Assessment 3 is a recorded PechaKucha presentation with annotated speaker notes documenting your problem-posing educational approach. A PechaKucha is a recorded PowerPoint presentation of 20 slides with 20 seconds allocated to each slide. There are three main parts to this presentation: naming, dialogue and reflection, and strategy. To reflect a community strengths-based approach, you will be collaborating with a classmate, a work colleague or a member of the identified community you had nominated in Activity 3.1 Forum to complete the activities of the problem-posing educational approach.
When designing this presentation, the following questions must be answered:
NAMING
1. What does the literature say about your chosen safety issue and the selected community’s safety and education?

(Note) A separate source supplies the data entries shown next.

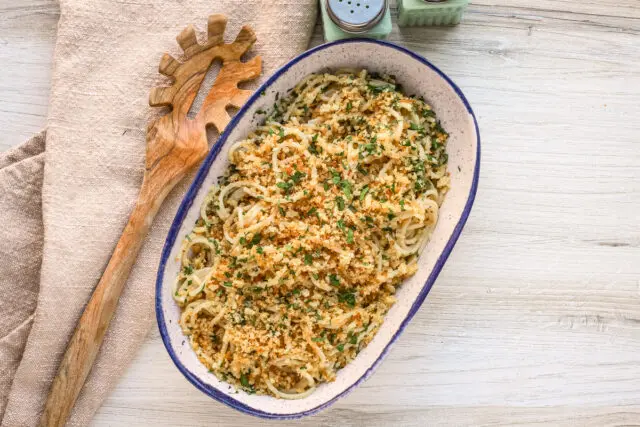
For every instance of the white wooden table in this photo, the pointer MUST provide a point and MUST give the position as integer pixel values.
(536, 316)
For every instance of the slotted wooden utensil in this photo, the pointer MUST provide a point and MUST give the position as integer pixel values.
(175, 144)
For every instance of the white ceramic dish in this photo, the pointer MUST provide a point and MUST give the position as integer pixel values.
(417, 76)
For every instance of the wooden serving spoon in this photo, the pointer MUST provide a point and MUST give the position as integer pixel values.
(175, 144)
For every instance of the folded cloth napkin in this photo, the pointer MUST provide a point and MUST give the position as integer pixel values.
(65, 195)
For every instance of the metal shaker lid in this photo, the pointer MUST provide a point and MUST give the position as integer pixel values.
(356, 16)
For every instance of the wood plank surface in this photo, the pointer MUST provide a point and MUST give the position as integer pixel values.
(535, 319)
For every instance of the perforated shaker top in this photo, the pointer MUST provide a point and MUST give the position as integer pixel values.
(356, 16)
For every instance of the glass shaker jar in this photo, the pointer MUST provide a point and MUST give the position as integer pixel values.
(355, 18)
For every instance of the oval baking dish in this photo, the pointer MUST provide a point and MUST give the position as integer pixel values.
(417, 76)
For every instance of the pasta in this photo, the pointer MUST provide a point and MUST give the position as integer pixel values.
(300, 247)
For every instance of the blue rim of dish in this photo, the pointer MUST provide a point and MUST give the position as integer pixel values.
(187, 202)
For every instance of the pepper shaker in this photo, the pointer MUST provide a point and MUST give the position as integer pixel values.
(415, 13)
(355, 18)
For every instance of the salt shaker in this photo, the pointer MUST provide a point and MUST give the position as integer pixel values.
(355, 18)
(418, 13)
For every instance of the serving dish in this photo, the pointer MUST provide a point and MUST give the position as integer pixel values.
(417, 76)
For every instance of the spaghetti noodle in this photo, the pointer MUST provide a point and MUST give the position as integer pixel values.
(321, 215)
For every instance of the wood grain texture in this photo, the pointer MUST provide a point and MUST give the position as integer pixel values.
(27, 37)
(175, 144)
(535, 319)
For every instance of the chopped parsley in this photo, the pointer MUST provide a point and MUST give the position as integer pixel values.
(333, 280)
(308, 259)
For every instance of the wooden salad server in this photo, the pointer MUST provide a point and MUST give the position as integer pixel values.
(175, 144)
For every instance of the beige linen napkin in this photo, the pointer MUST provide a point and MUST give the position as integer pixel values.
(63, 208)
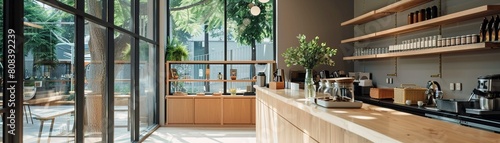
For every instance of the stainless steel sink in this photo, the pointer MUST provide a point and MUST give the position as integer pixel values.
(452, 105)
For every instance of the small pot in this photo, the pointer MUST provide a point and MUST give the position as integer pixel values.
(488, 103)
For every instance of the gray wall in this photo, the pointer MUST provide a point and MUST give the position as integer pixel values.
(315, 18)
(457, 67)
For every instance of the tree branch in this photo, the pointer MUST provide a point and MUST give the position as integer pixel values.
(190, 6)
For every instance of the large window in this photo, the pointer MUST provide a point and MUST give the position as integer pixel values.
(226, 30)
(90, 70)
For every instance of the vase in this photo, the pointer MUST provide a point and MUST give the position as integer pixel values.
(309, 87)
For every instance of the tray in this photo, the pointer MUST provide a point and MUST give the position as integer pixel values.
(331, 104)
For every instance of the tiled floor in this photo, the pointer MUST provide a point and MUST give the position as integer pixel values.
(202, 135)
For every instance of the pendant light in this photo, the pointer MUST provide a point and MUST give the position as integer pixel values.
(255, 10)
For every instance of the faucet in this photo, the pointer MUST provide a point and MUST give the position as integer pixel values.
(433, 93)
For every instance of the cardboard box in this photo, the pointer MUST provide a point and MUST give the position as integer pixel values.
(277, 85)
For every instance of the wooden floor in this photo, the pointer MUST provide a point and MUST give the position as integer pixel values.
(202, 135)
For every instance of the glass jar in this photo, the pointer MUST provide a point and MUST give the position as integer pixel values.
(452, 41)
(463, 40)
(468, 39)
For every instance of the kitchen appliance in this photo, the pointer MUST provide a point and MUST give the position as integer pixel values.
(452, 105)
(324, 74)
(261, 79)
(279, 75)
(487, 92)
(433, 92)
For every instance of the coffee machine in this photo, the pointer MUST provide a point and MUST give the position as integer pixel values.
(487, 92)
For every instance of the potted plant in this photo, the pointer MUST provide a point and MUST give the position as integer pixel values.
(309, 54)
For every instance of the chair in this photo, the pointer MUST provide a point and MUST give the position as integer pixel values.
(29, 93)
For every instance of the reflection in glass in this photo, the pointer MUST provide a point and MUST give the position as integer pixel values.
(146, 18)
(49, 76)
(122, 88)
(147, 85)
(95, 8)
(123, 16)
(95, 73)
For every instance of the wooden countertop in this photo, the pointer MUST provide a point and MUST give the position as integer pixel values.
(380, 124)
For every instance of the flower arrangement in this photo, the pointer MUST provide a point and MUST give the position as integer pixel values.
(309, 54)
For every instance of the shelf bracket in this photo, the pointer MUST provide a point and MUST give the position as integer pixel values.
(440, 74)
(395, 68)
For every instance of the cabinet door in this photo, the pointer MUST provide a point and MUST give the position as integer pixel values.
(180, 111)
(237, 111)
(207, 111)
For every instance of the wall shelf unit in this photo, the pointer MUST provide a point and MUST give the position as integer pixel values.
(438, 50)
(209, 80)
(445, 19)
(384, 11)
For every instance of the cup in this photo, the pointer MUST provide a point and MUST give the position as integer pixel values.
(408, 102)
(420, 103)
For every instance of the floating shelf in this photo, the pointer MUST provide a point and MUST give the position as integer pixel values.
(445, 19)
(209, 80)
(439, 50)
(220, 62)
(384, 11)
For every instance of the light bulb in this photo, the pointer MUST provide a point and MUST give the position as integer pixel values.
(255, 10)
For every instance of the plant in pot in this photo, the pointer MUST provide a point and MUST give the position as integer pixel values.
(29, 90)
(309, 54)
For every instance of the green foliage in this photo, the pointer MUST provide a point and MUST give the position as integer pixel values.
(249, 28)
(176, 50)
(309, 54)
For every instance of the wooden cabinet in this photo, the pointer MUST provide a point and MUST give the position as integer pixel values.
(207, 111)
(237, 111)
(210, 110)
(180, 111)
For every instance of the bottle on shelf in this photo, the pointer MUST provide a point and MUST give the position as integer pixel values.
(482, 30)
(428, 13)
(434, 12)
(415, 16)
(489, 30)
(422, 15)
(495, 28)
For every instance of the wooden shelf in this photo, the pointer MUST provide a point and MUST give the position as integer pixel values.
(440, 50)
(384, 11)
(446, 19)
(220, 62)
(209, 80)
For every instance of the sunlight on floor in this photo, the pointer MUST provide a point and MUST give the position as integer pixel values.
(203, 135)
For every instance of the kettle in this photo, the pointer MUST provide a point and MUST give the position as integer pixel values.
(432, 93)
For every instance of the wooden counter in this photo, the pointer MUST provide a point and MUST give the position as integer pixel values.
(210, 110)
(284, 116)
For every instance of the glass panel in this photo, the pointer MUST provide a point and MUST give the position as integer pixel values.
(95, 8)
(147, 85)
(123, 16)
(95, 74)
(146, 18)
(1, 68)
(122, 87)
(48, 85)
(68, 2)
(202, 34)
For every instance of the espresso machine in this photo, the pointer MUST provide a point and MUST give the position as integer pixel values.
(487, 92)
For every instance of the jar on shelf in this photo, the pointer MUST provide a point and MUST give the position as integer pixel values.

##[Chosen safety issue: Pedestrian safety in Melbourne CBD] ##[selected community: Immigrants and International students]
DIALOGUE AND REFLECTION
2. What is your discussion starter for the safety issue?
3. What were the results of the problem-posing discussion with your collaborator? What insights did you gain through this process regarding the safety and education needs of your chosen community? (Referring back to Module 4, discussion questions include: What do you see is happening here from your own viewpoint? Why do you think is happening?)
STRATEGY
4. What feasible strategies were discussed for the chosen community based on their safety and education needs regarding the safety issue?
5. What aspect(s) of this problem-posing process will you develop into a safety education activity to meet the community’s safety and education needs regarding the safety issue?
6. How is this problem-posing approach useful for safety and community-based learning? (Using the literature, you must provide a rationale for or refutation of this approach)
Note that there are six points that need to be covered in the PechaKucha presentation (1 slide per question specified above). It is up to you to decide how you will allocate the remaining 14 slides (for a total of 20 slides). You will need to include your annotated speech directly into the speaker notes section of the PowerPoint presentation.